When result_format: "wasm_batch_v1" is used, data contains a columnar batch:
{
"format": "skein.wasm.batch.v1",
"columns": [ {"name":"id","type":{"kind":"u64"}} ],
"batch_b64": "..."
}
6) Prototype notes¶
Current implementation:
- Fixed-width non-null u64/bool scan/filter/project plans compile to embedded Wasm modules and run through Wasmtime on the server (execution: "generated_filter_project_v1").
- Unsupported plans remain portable through host interpretation (execution: "host_interpreted_v1").

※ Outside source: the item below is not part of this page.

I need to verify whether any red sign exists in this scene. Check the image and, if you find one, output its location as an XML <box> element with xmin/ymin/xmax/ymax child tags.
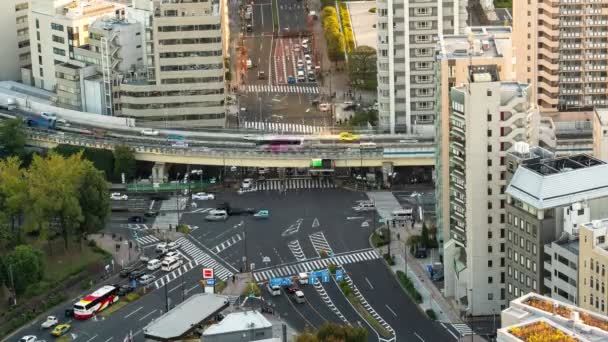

- Only the scan/filter/project subset is accepted.
- abi and target are validated; target is recorded in the artifact for inspection and packaging.
- wasm.plan.inspect exposes artifact metadata without running the query.
- wasm.plan.edge_package emits standalone JavaScript edge execution for generated artifacts and a host-backed fallback for interpreted artifacts.
- wasm.plan.perf_report compares host and generated scalar execution, verifies output parity, and records SIMD candidate notes for future SIMD-lowered codegen work.